I spent the day in Nairobi Sunday, but there was still a lot to report from Cura... Primarily, a group of local businessmen came to the Home to make a donation of food, blankets, and, especially school shoes! Any parent in any country knows that children go through shoes at a particularly rapid pace, and we were thrilled to have that expense removed from our budget for the time being.

Thinking about the new shoes got me thinking, too, about all of the other expenses associated with educating the children here, at the Home and in the broader community.

With this on my mind, I had a long meeting with the primary school's headmistress, Mrs Mwathi on Monday, catching up on the six months since we've seen each other and touching base about the children's progress and the school's needs.

The PTSA members in my local school district may actively fret about replacing their children's school shoes, but there are plenty of concerns that they do not share with Cura's school leaders: the latrine needs to be redug, and there is often not enough water even to clean the desks, for example. In the midst of this, though, the school maintains its Mission:

To equip learners with knowledge and skills suitable in a modern world of competitive professionals,

and Vision:

To become a leading educational centre for academic excellence.

The question I ask myself is: how I can best support this admirable vision in the face of such overwhelming need?

Last year, the answer to that was to purchase the first complete set of textbooks the school could remember owning... and the teachers this year report that having those is making a measurable difference in the students' learning and their own teaching. I've committed, again, to the purchase of even more textbook materials this year, and, in fact, my next stop today is the bookstore!

This year I'm thinking more broadly about how to support that vision, as well. Mrs Mwathi and I talked about the teachers building Library time into their daily schedules, for example, so that the children spend at least some time every day surrounded by opportunities to read. Many of our supporters have stocked our library -- we hope the community begins to see it as a meaningful place for their children to spend time and develop skills.

We talked, too, about maximizing the opportunities provided by the recent gift of internet access (Thank you, Access Kenya!).
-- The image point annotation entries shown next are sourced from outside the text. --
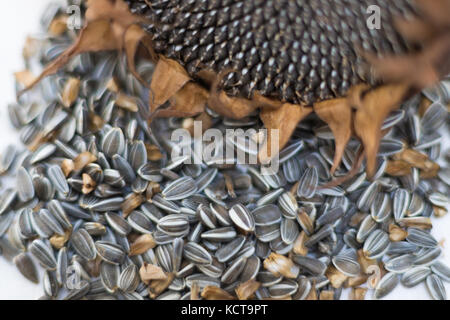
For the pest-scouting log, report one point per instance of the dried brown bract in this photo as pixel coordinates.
(281, 265)
(247, 289)
(149, 272)
(82, 160)
(142, 244)
(131, 203)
The open-source, free materials that my own children take as a matter of absolute necessity in their own studies are still radically outside the experience of even the teachers in Cura. I'm working with them to isolate sites that can generate worksheets and lesson plans to supplement the work they do directly in compliance with the Kenyan national standards.

And we talked about the softer side of education, as well, like making sure the children all have full bellies to fuel their brains! A school lunch program is as crucial in Cura as it is in schools all over the world. We know that children learn better when their basic needs are met.

These are some of the many concerns I'm considering today -- and I'm marveling at the degree to which Cura's teachers are committed to their students. A case in point:

As Mrs Hinga -- the deputy headmistress and one of Cura's teachers -- helped to gather a list of requested materials for me, she made a special point of asking for books and art materials for her "special needs" class. She has been implementing her own program to select those students who have been mainstreamed, by default, into classrooms that present too large a challenge for them. She introduced me to one girl with Downs Syndrome, and she spoke with warmth about how she'd like to be able to work on an individualized learning program with her, just to be sure she knows how to read.

Any child in any part of the world would be lucky to have a teacher like that.